From mboxrd@z Thu Jan  1 00:00:00 1970
From: tixy@linaro.org (Jon Medhurst (Tixy))
Date: Thu, 04 Sep 2014 11:40:35 +0100
Subject: [PATCH v5 3/3] kprobes: arm: enable OPTPROBES for ARM 32
In-Reply-To: <20140903103044.GC32378@arm.com>
References: <1409144552-12751-1-git-send-email-wangnan0@huawei.com>
 <1409144552-12751-4-git-send-email-wangnan0@huawei.com>
 <1409665784.2873.49.camel@linaro1.home> <5406EADC.8080009@hitachi.com>
 <20140903103044.GC32378@arm.com>
Message-ID: <1409827235.3008.46.camel@linaro1.home>
To: linux-arm-kernel@lists.infradead.org
List-Id: linux-arm-kernel.lists.infradead.org

On Wed, 2014-09-03 at 11:30 +0100, Will Deacon wrote:
> On Wed, Sep 03, 2014 at 11:18:04AM +0100, Masami Hiramatsu wrote:
> > (2014/09/02 22:49), Jon Medhurst (Tixy) wrote:
> > > 1. On SMP systems it's very slow because of kprobe's use of stop_machine
> > > for applying and removing probes, this forces the system to idle and
> > > wait for the next scheduler tick for each probe change.
> > 
> > Hmm, agreed.

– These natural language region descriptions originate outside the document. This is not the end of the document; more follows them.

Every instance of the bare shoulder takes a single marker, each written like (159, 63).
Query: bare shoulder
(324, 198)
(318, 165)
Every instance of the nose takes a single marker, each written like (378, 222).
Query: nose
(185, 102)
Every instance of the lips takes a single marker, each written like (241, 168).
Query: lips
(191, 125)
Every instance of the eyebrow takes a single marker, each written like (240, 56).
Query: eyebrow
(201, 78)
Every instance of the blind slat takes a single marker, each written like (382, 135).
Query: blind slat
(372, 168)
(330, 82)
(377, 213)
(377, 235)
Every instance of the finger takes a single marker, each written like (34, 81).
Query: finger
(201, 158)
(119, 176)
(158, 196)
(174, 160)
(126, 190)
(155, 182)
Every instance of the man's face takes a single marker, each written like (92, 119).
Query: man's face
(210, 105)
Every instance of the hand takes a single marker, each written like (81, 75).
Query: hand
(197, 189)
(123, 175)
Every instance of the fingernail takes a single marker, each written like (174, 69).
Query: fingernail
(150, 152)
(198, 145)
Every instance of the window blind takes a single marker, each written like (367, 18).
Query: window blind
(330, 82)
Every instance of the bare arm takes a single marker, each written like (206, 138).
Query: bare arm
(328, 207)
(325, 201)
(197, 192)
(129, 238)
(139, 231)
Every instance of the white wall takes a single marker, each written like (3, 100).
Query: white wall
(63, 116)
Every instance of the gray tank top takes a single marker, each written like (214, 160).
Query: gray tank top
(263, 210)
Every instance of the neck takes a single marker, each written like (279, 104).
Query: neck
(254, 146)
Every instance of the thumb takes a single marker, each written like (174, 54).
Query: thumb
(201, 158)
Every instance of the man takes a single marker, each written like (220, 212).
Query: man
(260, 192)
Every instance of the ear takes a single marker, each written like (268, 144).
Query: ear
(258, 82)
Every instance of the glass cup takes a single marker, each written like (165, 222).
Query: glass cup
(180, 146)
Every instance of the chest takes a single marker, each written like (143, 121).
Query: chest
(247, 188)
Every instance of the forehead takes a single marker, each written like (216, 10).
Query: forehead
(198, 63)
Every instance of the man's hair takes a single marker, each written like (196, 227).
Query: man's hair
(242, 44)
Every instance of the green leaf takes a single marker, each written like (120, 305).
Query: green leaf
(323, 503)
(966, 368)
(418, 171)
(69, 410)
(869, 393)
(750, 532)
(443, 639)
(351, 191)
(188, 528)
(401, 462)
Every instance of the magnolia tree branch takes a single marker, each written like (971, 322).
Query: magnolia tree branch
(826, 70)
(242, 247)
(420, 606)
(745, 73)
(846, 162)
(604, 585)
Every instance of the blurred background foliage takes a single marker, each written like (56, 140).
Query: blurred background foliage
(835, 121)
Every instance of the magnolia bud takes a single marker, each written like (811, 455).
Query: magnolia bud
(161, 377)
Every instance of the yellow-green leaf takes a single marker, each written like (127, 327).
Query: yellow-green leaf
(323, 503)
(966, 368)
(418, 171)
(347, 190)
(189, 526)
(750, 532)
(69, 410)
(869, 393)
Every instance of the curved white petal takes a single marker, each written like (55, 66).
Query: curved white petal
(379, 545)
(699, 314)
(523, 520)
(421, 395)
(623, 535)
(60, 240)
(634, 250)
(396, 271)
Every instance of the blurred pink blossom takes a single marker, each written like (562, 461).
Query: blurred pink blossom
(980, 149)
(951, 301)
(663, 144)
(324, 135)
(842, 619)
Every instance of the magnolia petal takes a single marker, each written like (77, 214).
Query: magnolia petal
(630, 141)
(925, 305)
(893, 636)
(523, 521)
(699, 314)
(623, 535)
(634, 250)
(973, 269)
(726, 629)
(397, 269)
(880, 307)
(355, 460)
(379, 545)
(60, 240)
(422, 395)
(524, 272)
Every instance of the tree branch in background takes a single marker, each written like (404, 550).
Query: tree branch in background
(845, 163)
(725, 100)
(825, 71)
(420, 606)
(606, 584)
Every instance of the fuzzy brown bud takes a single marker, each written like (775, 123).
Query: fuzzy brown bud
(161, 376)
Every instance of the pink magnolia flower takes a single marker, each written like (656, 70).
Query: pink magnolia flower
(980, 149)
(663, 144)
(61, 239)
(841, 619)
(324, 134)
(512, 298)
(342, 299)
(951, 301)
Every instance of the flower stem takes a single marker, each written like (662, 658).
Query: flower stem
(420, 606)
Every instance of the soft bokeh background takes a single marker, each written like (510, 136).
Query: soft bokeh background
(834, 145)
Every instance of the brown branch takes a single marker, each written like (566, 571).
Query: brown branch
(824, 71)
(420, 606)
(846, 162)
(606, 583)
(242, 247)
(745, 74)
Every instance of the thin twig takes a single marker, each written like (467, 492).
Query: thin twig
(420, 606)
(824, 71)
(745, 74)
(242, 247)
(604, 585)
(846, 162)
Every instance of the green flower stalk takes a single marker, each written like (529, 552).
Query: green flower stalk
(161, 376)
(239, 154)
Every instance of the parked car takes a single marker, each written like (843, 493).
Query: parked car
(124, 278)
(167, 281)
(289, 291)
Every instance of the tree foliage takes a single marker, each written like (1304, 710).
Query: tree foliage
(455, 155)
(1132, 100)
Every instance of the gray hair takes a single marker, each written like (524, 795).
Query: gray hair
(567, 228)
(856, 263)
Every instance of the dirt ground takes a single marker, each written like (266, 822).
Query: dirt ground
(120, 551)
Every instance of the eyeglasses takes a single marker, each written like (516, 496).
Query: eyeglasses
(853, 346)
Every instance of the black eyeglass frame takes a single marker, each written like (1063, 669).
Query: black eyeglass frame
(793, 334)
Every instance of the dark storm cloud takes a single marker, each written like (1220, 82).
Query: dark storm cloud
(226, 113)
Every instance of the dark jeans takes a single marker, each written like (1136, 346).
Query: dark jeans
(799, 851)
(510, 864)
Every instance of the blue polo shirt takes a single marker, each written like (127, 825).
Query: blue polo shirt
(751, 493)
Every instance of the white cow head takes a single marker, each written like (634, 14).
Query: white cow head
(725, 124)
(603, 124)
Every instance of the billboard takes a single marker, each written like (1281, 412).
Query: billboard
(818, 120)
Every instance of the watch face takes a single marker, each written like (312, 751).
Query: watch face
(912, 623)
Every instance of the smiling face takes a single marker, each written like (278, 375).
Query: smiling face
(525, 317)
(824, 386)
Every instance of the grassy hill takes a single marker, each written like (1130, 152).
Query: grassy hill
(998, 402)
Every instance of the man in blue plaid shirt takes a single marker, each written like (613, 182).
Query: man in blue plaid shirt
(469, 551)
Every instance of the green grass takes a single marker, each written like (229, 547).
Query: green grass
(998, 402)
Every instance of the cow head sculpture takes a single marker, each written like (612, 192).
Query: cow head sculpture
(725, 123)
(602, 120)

It seems that arm32 limitation of self-modifying code on SMP.
> > I'm not sure how we can handle it, but I guess;
> >  - for some processors which have better coherent cache for SMP, we can
> >    atomically replace the breakpoint code with original code.
> 
> Except that it's not an architected breakpoint instruction, as I mentioned
> before. It's also not really a property of the cache.
> 
> >  - Even if we get an "undefined instruction" exception, its handler can
> >    ask kprobes if the address is under modifying or not. And if it is,
> >    we can just return from the exception to retry the execution.
> 
> It's not as simple as that -- you could potentially see an interleaving of
> the two instructions. The architecture is even broader than that:
> 
>  Concurrent modification and execution of instructions can lead to the
>  resulting instruction performing any behavior that can be achieved by
>  executing any sequence of instructions that can be executed from the
>  same Exception level,
> 
> There are additional guarantees for some instructions (like the architected
> BKPT instruction).

I should point out that the current implementation of kprobes doesn't
use stop_machine because it's trying to meet the above architecture
restrictions, and that arming kprobes (changing probed instruction to an
undefined instruction) isn't usually done under stop_machine, so other
CPUs could be executing the original instruction as it's being modified.

So, should we be making patch_text unconditionally use stop machine and
remove all direct use of __patch_text? (E.g. by jump labels.)

-- 
Tixy